Photo by Divina Paredes
Photo by Divina Paredes

You cannot do genuine strategy without data science

David Thomas, Bank of New Zealand

In search of unicorns

Kolich and Thomas share insights on skill sets to prepare for, in order to succeed in the data driven world.

“You need to be curious and you need to be testing the boundaries, but you need the base competence to do that,” says Thomas.

The latter could be maths, communications science or operations. “If you are going to find unicorns, they need the soft skills as well,” says Thomas, referring to data professionals who are equally adept at technology, data science, and business.

Kolich says doing a little bit of promoting STEM helps.

“There are lots of different ways you can bring it through.”

She cites NZTechs’ ‘Shadow Tech Day’, where female students spend time with ICT teams to introduce them to the range of work available in the sector.

BNZ also has a ‘bring your daughters to work’ day.

She says the daughters of the BNZ team worked with the bank’s digital testers. They were given a treasure map where they had to go and find everything within the bank’s digital apps. “That was actually showing them how to be testers.”

She stresses, however, that “humanity” has also got to be ingrained in the work especially with the rise of cognitive computing.

“New types of roles that do not exist today are going to come along,” she says.

“Humans learn because of our experiences and machines will learn from experiences, from what we train it with.

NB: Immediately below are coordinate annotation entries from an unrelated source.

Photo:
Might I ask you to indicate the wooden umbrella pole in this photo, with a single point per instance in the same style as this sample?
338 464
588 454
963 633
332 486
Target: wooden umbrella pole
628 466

The data, the refinements come from the humanity side,” Kolich states.

“You will always have that blend of human and machine in the near future,” relates Thomas. “Some of the interpretation and the integration to the business will always require people.”

Continuous learning

Kolich says participating in forums like CDAO allows data professionals to meet with practitioners locally and from all over the world.

“The key thing is analytics can be applied to almost any industry,” Kolich points out. “There are things you learn from going to these conferences.”

Thomas says the conference in Auckland this November will give people the ability to diagnose where they are at and what is possible, and what the next steps are.

Thomas says there would be people from digital startups because “digitalisation lends itself to analytics.”

He says there will also be other groups like banks and telcos, whose scale gives them the ability to explore emerging capabilities.

Kolich and Thomas discuss two themes at the Auckland conference - the intelligent enterprise and data driven C-suite.

“We are increasingly thinking about facts-based decision making and moving beyond description, to prescription,” explains Thomas.

He says it is thinking carefully about the ways the bank, for instance, interprets customer information.

“You start to think of an organisation that is more organic than machine-like,” he adds. "You need to be seeing constant development and learning.

“From where I operate in particular, we are going through that transition about people seeing the data we have always had in a completely different light, and the responsibility on the C-suite is the openness to learn.

“You challenge paradigms and you need to be willing to see the business, or the customer, in a different way."

“It comes back to what I said about not looking at your technology and business strategies around data in isolation," says Kolich.

“You have to bring them together...and have the fact-based mindset which can only be really driven through data.”

Photo by Divina Paredes
Photo by Divina Paredes

Kate Kolich and David Thomas are chair and keynote speakers, respectively, of the Corinium Chief Data & Analytics Officer New Zealand on November 28 and 29 at the Hilton in Auckland.